La mendigote (13-04-1954) (second lien ici)
de Yvan Noé
avec Jean-Marie Amato (le commissaire), Guy Pierauld (Chapiro), Fernand Rauzéna, Maryse Paillet, Nelly Delmas, Assia, André Var, Jean-Pierre Lituac, Jean Bolo, André Wasley, Raymond Pélissier, Armand Vallé Valdy, Pierre Montcorbier (Justin)
bruitages Gabriel de Rivage
assistant de production Jean Garretto
A Nice, une mendiante est retrouvée morte dans son lit, habillée en robe du soir, avec un gros magot sous son matelas. L’enquête mène vers son fils, petit escroc en train de moisir en prison soudainement héritier, puis vers un mendiant en rivalité avec la défunte (Justin, alias Barbapoux), pour se terminer dans un casino.
L’interprétation, avec en tête le toujours parfait Jean-Marie Amato, s’en donne à cœur joie. La petite troupe de « Faits divers » est bien rodée. On retrouve aussi Fernand Rauzéna, qui fut complice de Pierre Dac dans les années 30.
Pierre Billard table sur ses acteurs pour planter l’atmosphère, plus que sur les bruitages, qui sont minimalistes. Quand il y a des scènes en extérieur, aucun son d’ambiance.
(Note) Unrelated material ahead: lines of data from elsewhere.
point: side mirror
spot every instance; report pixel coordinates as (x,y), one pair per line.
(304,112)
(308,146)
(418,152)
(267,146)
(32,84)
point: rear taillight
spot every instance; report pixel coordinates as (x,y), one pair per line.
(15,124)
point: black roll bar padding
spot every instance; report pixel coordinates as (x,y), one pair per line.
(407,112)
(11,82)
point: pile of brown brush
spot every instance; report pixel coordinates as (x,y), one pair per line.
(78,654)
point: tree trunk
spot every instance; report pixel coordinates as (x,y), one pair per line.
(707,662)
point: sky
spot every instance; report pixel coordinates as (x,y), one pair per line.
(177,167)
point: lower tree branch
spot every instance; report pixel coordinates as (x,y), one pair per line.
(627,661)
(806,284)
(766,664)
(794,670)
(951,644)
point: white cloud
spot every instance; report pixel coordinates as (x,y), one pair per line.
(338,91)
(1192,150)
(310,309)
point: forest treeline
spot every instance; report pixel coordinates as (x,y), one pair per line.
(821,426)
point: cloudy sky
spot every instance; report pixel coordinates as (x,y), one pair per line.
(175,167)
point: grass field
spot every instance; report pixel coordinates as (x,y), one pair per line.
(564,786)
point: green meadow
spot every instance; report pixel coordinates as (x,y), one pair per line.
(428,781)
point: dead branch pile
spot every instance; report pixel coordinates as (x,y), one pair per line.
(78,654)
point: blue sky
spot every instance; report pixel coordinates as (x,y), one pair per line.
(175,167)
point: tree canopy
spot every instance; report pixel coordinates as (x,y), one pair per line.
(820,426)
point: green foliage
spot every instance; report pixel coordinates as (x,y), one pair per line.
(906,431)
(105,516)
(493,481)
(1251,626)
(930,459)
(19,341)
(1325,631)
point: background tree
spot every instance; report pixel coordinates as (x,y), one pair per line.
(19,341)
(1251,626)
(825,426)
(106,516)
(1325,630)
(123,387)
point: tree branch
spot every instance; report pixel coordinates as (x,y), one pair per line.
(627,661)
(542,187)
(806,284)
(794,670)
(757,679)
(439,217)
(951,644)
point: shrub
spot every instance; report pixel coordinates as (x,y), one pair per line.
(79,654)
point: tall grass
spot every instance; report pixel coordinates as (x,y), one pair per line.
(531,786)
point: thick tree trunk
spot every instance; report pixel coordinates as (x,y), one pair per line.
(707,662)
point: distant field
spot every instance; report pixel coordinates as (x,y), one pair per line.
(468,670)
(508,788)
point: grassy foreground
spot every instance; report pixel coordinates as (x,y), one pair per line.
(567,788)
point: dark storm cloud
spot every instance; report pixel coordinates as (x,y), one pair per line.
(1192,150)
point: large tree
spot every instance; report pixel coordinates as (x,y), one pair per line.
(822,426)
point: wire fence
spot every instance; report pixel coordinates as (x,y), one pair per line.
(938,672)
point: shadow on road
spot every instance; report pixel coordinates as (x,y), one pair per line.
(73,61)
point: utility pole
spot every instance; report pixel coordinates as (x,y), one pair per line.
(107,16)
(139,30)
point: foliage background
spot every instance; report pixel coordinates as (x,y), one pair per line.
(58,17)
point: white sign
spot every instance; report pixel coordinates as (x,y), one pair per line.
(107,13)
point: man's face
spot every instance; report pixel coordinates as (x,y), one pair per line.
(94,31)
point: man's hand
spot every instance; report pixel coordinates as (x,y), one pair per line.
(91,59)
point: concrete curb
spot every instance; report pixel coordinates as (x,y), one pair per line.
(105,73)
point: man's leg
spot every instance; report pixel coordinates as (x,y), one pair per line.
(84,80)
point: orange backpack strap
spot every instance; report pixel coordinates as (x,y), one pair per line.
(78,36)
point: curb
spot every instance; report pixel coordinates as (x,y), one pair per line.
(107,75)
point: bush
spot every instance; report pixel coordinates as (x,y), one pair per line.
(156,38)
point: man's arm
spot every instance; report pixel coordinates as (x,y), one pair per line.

Au moment de la découverte du cadavre au début, le commissaire a beau constater dans la pièce une grande quantité de mouches, nous ne les entendons pas, peut-être aussi pour atténuer quelque peu ce détail sordide.
Comme pour les deux émissions suivantes, la fiction est suivie de lectures de faits divers par Maurice Renault et Jean Toscane que complète celui choisi pour inspirer une fiction future, de la rubrique du petit courrier du mystère et de l’aventure (Germaine Beaumont et Roger Régent), et enfin de quelques brèves signées Maurice Renault.
Pierre Véry, parfois aidé de Jean Toscane, boucle le tout en présentant le fait divers qui donnera lieu à la fiction de la semaine suivante.
Pour ce numéro,
Les faits divers : une histoire d’hibernation, avec jeu de mots bien préparé par Maurice Renault pour la chute, et une anglaise à la vue surpuissante.
Germaine Beaumont présente le dernier policier humoristique de Franck Gruber, « Un joli coco ». La série de romans mettant en scène les deux héros, Sam Cragg et Johnny Fletcher a eu quelques succès aux États-Unis dans les années 40/50. Il existe une adaptation au cinéma (« The French Key » une série B du studio Republic, réalisée par un certain Walter Colmes), ainsi que une série radio (en 1948 sur la ABC).
Germaine Beaumont est moins sensible à l’humour de « Avec du tapioca » de Henri David.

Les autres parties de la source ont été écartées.